I tried to make the table size around 75% of the input data size, that you can call as X. Then I did key%(X) to get the hash code. But I am not sure if this is correct.

stoogie
  • 13
  • 2
  • Which hash table are you talking about? How does it resolve collisions? Does it use separate changing or open addressing? Are you asking about some custom implementation, or standard library implementations? Do you know what a load factor is and how rehashing works? (BTW, I would recommend adding the C++ question tag. Your question will get more attention then.) – Daniel Langr Jan 31 '23 at 09:47
  • Hi Thanks for suggesting to add c++ tag. have done that. I am talking about implementing a hash table in c++, preferably using std::list(an array of lists). You might have guessed that I want to use separate chaining. I know load factor is (n/m). n= number of elements in hash table currently. m= total size of hashtable. Not sure what is rehashing – stoogie Jan 31 '23 at 11:47
  • 1
    Typical implementations don't use a fixed number of buckets (this is likely what you call a "size", which is misleading since size is usually used for the number of table elements/records). Instead, the bucket array can grow when the load factor exceeds some threshold. This is called rehashing. Anyway, as far as I understand, in your implementation, the number of buckets is fixed? – Daniel Langr Jan 31 '23 at 11:54
  • If I talk about the specific problem at hand. I would no its not fixed. Theres scope for increasing size – stoogie Jan 31 '23 at 11:57

2 Answers2

0

If the input data entries are around 10 raised to power of 9, do we keep the size of the hash table the same as input size or reduce the size? how to decide the table size?

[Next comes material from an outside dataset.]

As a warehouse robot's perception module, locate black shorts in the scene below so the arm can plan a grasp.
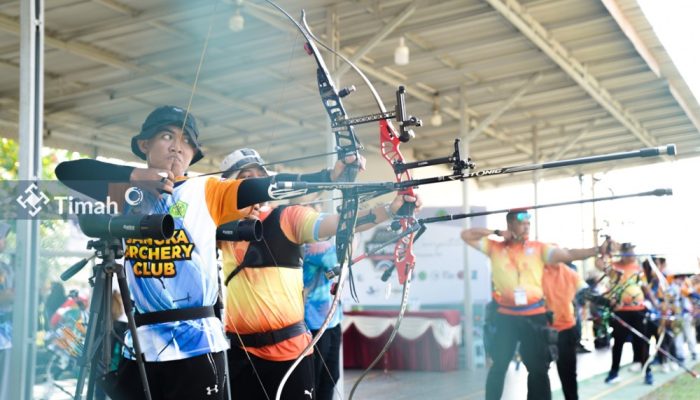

The ratio of the number of elements stored to the number of buckets in the hash table is known as the load factor. In a separate chaining implementation, I'd suggest doing what std::unordered_set et al do and keeping it roughly in the range 0.5 to 1.0. So, for 10^9 elements have 10^9 to 2x10^9 buckets. Luckily, with separate chaining nothing awful happens if you go a bit outside this range (lower load factors just waste some memory on extra unused buckets, and higher load factors lead to increased collisions, longer lists and search times, but at load factors under 5 or 10 with an ok hash function the slow down will be roughly linear on average (so 5 or 10x slower than at load factor 1).

One important decision you should make is whether to pick a number around this magnitude that is a power of two, or a prime number. Explaining the implications is tedious, and anyway - which will work best for you is best determined by trying both and measuring the performance (if you really have to care about smallish differences in performance; if not - a prime number is the safer bet).

if we are using numbers in the range of 10 raised to power of 6 as the key, how do we hash these numbers to smaller values? I know we use the modulo operator but module with what?

Are these keys unsigned integers? In general, you can't have only 10^6 potential keys and end up with 10^9 hash table entries, as hash tables don't normally store duplicates (std::unordered_multiset/multi_map can, but it'll be easier for you to model that kind of thing as being a hash table from distinct keys to a container or values). More generally, it's best to separate the act of hashing (which usually is expected to generate a size_t result), from the "folding" of the hash value over the number of buckets in the hash table. That folding can be done using % in the general case, or by bitwise-ANDing with a bitmask for power-of-two bucket counts (e.g. for 256 buckets, & 255 is the same as % 256, but may execute faster on the CPU when those 255/256 values aren't known at compile time).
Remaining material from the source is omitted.